Doctor of Philosophy (PhD)



First Advisor

Karen L. Schumacher, PhD

Second Advisor

Sarah Thompson, PhD


Research studies on care transitions from hospital to nursing home are few and heterogeneous, offering an inadequate characterization to support practice. The purpose of this study was to characterize multiple care transitions among hospitalized older adults with advanced chronic disease who were discharged to a nursing home. This prospective, mixed methods study used multiple case studies with an embedded quantitative strand and multiple sources of information.

Four cases included an index patient (an older hospitalized adult with advanced chronic illness), his or her informal caregiver, if available, and healthcare providers involved in the index patient’s care. Two hospitals and two nursing homes participated. Healthcare providers, expert in care transitions within those facilities, were interviewed for facility context.

Care transitions occurred in two contexts: the facilities’ organizational context and the patients’ ongoing life transitions. While care transitions were time-bounded healthcare provider-centered processes, life transitions were ongoing and principal-centered.

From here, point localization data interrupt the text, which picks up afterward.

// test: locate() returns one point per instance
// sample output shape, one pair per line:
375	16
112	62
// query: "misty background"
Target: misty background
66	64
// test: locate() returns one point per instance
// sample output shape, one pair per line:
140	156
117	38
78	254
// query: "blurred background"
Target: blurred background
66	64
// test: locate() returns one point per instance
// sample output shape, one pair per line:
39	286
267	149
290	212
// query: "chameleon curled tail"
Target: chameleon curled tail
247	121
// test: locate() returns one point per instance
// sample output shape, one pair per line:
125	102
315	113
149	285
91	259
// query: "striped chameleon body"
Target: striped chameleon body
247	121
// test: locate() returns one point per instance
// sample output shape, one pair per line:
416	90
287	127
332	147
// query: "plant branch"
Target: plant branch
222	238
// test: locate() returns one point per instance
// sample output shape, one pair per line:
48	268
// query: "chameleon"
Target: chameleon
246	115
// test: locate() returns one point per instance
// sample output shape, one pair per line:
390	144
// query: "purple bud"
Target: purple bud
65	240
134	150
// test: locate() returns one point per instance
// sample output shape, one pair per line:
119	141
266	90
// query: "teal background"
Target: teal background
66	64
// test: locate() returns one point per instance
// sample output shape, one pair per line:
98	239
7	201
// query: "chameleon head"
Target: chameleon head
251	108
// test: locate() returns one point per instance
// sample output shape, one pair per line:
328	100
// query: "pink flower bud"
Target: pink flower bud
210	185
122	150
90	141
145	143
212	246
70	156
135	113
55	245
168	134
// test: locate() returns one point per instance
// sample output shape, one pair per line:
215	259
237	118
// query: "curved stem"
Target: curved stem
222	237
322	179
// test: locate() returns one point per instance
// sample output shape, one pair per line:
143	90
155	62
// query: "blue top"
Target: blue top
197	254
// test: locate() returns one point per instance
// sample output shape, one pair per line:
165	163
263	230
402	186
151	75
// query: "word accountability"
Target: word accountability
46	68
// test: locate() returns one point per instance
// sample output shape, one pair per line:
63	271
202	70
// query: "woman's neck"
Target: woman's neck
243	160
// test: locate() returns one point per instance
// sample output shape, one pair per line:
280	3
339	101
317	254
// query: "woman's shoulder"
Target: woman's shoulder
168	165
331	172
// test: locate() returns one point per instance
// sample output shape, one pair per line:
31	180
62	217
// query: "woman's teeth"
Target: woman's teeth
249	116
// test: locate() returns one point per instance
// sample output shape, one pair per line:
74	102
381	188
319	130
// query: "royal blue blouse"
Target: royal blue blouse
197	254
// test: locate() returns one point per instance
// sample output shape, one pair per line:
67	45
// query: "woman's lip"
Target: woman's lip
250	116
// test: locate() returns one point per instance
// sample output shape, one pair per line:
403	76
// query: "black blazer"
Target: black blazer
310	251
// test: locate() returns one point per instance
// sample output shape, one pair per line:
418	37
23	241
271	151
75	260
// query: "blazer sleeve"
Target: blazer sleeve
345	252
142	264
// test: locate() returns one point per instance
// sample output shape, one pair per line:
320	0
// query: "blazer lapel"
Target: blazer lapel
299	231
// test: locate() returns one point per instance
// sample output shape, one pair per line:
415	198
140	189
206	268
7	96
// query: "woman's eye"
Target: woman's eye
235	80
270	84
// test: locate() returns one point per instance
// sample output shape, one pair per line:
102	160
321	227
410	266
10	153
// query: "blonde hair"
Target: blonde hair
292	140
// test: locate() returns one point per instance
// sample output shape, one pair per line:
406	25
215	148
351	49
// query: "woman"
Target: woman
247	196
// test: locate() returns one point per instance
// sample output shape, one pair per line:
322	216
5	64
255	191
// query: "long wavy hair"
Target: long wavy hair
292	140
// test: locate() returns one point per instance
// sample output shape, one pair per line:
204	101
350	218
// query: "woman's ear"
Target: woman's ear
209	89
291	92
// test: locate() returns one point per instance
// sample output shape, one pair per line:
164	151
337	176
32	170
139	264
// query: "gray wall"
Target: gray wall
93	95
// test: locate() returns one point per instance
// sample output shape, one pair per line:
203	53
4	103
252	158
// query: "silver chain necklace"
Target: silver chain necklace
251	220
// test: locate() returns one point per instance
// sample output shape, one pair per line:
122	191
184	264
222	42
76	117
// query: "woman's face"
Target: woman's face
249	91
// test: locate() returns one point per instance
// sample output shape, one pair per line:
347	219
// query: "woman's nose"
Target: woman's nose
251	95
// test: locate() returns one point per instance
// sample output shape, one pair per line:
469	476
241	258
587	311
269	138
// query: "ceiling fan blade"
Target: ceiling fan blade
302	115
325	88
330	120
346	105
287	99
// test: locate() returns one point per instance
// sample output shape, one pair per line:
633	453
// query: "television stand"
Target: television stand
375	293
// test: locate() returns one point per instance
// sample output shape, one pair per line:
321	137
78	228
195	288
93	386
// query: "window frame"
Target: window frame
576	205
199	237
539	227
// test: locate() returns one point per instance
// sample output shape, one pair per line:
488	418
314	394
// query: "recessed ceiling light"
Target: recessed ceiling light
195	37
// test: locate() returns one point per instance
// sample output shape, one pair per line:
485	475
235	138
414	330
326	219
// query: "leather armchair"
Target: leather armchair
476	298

Defined care transition processes were complicated. However, dynamic interactions between patients, family caregivers, and healthcare providers occurred in multiple complex systems. Dynamic interactions within the complex systems were affected by the alignment of the familial approach to patient support with the patient’s needs and the availability of a stable core. Symptom distress and quality of life trajectories did not illuminate differences in principal experiences. However, patterns of dynamic interactions were different between patients experiencing unplanned utilization and those who did not.

Fragmented processes and lack of feedback loops were the norm. This fragmentation limited information flow. Simple outcome measures did not reflect the complexity of care transitions. While quality of life measures and symptom distress did reflect the patients’ situation at a moment in time, they did little to explain the patient’s experience of care transitions.

Implications for practice relate to the complexity within care transitions. Limited information flow due to role fragmentation and lack of feedback loops hamper learning and adaptation both within individual cases and across facilities. Care transitions from hospital to skilled nursing facility occurred within complex systems. As such, future research must consider not only the processes, but also the relationships and dynamic interactions within the systems.